IMAM SYAFII BERKATA
AL-ASRI CUKUP UNTUK PETUNJUK MANUSIA
Oleh:
Drs. H. M. Yusron Hadi, M.M.
Al-Quran
surah Al-Ashri (surah ke-103) ayat 1-3.
وَالْعَصْرِ
. إِنَّ الْإِنْسَانَ لَفِي خُسْرٍ. إِلَّا الَّذِينَ آمَنُوا وَعَمِلُوا الصَّالِحَاتِ
وَتَوَاصَوْا بِالْحَقِّ وَتَوَاصَوْا بِالصَّبْرِ
Demi
masa. Sesungguhnya manusia itu benar-benar berada dalam kerugian, kecuali
orang-orang yang beriman dan mengerjakan amal saleh dan saling menasihati
supaya menaati kebenaran dan saling menasihati supaya menetapi kesabaran.
Waktu
harus diisi dengan berbagai kegiatan yang
positif.
Al-Quran
surah Al-Ashri (surah ke-103) menyebut 4 hal yang bisa menyelamatkan manusia dari
kerugian, yaitu:
(a) beriman.
(b)
beramal saleh.
(c)
saling berwasiat dalam kebenaran.
(d)
saling berwasiat dengan kesabaran.
Setelah
beriman kepada Allah adalah “amilush-shalihat” (melakukan amal kebaikan).
Kata
“amal” (pekerjaan) dipakai Al-Quran untuk menggambarkan “perbuatan yang
disadari oleh manusia dan jin”.
Sebagian ulama berpendapat “amal” dalam
Al-Quran tidak semuanya mengandung arti “berwujudnya suatu pekerjaan di alam
nyata”.
Niat
untuk melakukan sesuatu yang baik juga disebut “amal”.
Niat
yang baik sudah dinilai sebagai “amal”.
Al-Quran
surah Al-Zalzalah (surah ke-99) ayat 7.
فَمَنْ
يَعْمَلْ مِثْقَالَ ذَرَّةٍ خَيْرًا يَرَهُ
Barang
siapa mengerjakan kebaikan seberat zarah, niscaya dia akan melihat (balasan)
nya.
Amal perbuatan manusia yang beraneka
ragam bersumber dari 4 daya yang dimilikinya, yaitu:
1.
Daya tubuh.
Yang
memungkinkan manusia punya keterampilan
teknis.
2.
Daya akal.
Yang
memungkinkan manusia bisa mengembangkan
ilmu dan teknologi, serta memahami dan memanfaatkan sunatullah.
3.
Daya kalbu.
Yang
memungkinkan manusia punya moral,
estetika, etika, serta mampu berkhayal, beriman, dan merasakan kebesaran Allah.
4.
Daya hidup.
Yang
memungkinkan manusia bisa menyesuaikan
diri dengan lingkungan, mempertahankan hidup, dan menghadapi tantangan dalam
kehidupan.
Ke-4 daya ini jika dipakai sesuai
petunjuk AIlah, akan menjadikan perbuatan itu sebagai “amal saleh”.
Kata
“shalih” terambil dari akar kata
“shaluha”.
Shaluhah
dalam kamus bahasa
Al-Quran “antonimnya” (lawan
kata) dari kata “fasid”(rusak).
Kata “saleh” diartikan sebagai “terhentinya
kerusakan”.
Kata
“shalih” juga diartikan “bermanfaat” dan “sesuai”.
Amal
saleh” adalah pekerjaan yang dilakukan tidak menyebabkan “madharrat”

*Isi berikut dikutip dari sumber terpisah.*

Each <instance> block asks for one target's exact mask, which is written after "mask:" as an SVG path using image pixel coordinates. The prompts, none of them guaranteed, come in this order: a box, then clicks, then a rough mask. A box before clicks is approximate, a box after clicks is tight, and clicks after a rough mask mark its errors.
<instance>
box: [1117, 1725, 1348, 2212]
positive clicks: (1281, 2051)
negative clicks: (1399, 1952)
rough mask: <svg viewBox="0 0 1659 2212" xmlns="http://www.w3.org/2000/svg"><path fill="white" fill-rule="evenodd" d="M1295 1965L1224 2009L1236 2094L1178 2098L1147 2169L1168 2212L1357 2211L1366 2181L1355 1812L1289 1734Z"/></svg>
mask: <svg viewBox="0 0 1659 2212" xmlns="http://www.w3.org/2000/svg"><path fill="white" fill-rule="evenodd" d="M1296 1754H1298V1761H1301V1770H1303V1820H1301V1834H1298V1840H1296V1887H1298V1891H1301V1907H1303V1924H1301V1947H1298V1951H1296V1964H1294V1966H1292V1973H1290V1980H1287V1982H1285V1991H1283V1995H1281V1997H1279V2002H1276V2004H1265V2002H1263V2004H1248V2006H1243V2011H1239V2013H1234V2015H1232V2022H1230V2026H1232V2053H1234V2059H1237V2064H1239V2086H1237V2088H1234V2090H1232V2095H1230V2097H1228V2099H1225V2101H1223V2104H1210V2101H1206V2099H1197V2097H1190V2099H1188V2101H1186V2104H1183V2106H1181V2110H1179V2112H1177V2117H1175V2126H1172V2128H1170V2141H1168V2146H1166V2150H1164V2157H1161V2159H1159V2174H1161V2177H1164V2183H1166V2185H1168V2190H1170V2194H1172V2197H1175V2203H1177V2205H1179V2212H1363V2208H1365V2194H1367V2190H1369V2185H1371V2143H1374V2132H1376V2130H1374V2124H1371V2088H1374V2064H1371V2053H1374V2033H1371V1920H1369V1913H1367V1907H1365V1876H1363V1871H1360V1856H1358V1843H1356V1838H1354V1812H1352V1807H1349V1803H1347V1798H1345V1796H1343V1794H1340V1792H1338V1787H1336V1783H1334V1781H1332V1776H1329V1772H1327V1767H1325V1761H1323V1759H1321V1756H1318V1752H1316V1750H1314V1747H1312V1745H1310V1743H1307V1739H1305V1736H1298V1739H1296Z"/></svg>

(kerusakan), atau atau akan menghasilkan “manfaat” dan “kesesuaian”.
Kata
“shaluha” dalam berbagai bentuknya terulang dalam Al-Quran 180 kali.
Kata
“shaluha” ada yang dibentuk, sehingga
“butuh objek” (transitif), dan ada
yang “tidak butuh objek”
(intransitif).
Bentuk pertama menyangkut kegiatan objek
penderita, yang memberi kesan objek itu mengandung kerusakan dan
ketidaksesuaian.
Pekerjaan
yang dilakukan akan menjadikan objeknya rusak.
Bentuk
kedua menunjukkan terpenuhinya nilai manfaat dan kesesuaian pekerjaan yang dilakukan.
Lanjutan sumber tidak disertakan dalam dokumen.